My favourite beer in the world is Denmark’s Tuborg. Like so many Nordic foodstuffs – pickled herring, brown beans, cloudberry jam – I don’t consume a huge amount of it and yet it still has my gastronomic imagination in a vice-like grip. It quenches like anything yet I’d feel guilty if I only stopped at one. But even then I don’t need a huge amount. It’s the stablemate of Carlsberg but feels a million times crispier and punchier. It’s proper cold yet demands your companionship.
In yeasty appeal terms, how does this all add up? The aim of mainstream brewers is to sell as much beer as possible – and yet this relatively mainstream beer, which is not extortionately priced, seems to me (though perhaps not everyone else) to be an inordinate triumph of quality over quantity.
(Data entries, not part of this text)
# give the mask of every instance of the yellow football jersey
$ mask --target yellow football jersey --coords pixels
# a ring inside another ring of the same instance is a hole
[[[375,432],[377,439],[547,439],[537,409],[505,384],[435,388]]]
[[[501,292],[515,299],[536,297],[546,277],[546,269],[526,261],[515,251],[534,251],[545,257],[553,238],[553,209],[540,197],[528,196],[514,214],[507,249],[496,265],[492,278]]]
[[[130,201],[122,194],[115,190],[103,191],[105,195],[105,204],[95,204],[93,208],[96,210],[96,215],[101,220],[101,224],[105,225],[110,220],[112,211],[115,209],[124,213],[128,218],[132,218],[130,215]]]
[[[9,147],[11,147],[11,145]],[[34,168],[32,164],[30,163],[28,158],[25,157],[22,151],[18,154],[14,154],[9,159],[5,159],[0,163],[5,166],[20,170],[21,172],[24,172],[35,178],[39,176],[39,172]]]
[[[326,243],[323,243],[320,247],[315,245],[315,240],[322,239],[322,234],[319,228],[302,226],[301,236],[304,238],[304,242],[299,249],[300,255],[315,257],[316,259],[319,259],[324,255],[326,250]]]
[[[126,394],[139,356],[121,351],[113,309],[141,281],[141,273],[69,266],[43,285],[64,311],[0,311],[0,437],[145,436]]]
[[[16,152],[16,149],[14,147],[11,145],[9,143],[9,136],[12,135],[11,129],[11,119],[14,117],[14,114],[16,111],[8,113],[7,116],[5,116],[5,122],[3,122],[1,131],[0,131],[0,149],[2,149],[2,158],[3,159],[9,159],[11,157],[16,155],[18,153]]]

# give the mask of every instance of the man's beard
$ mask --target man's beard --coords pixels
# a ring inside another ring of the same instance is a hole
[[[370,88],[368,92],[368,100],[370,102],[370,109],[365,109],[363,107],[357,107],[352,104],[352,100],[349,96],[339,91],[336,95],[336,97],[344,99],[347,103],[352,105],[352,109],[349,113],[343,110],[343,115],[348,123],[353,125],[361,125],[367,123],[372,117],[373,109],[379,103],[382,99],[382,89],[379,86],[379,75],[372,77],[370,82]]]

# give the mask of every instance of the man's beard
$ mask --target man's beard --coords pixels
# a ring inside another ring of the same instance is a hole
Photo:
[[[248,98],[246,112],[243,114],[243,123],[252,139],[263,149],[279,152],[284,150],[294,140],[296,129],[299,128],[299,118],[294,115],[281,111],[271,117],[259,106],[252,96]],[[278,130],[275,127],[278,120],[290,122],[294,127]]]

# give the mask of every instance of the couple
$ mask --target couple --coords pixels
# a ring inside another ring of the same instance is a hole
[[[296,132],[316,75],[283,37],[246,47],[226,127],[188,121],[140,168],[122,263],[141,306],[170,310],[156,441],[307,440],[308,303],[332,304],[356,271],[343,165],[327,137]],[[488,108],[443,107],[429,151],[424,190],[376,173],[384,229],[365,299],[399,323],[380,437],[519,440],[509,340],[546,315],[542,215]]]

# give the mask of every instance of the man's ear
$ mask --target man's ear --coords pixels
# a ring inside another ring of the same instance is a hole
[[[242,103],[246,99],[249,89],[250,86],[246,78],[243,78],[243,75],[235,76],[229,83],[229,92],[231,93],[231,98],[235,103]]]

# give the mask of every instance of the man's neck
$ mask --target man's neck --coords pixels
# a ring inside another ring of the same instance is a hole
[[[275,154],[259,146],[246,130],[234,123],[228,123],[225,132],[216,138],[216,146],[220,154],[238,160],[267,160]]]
So many paradoxes and beverage subjectivities here that the Worldly Scandifriend, as befits his name, feels obliged to try and discuss other beery treats from the Nordics and elsewhere in order to gain a sense of perspective.
My local where I live in the UK is currently running the excellent Belhaven Burns Ale. It’s described as ‘almost toffee-like’ on the brewer’s official site, but I’d say it was a very balanced and finely-tuned blend of sugar, malt and watery stuff. It is a tribute to Scotland’s most famous poet, Robbie Burns, and as someone of part-Scots heritage I certainly appreciated it, but it placed my heart in the Highlands and my mind in memory of a vintage German dunkel beer at the same time.
Thanks to my local for continuing to run a ‘special ale of the month’ feature. It’s a great venue and they deserve a photo plug at the very least.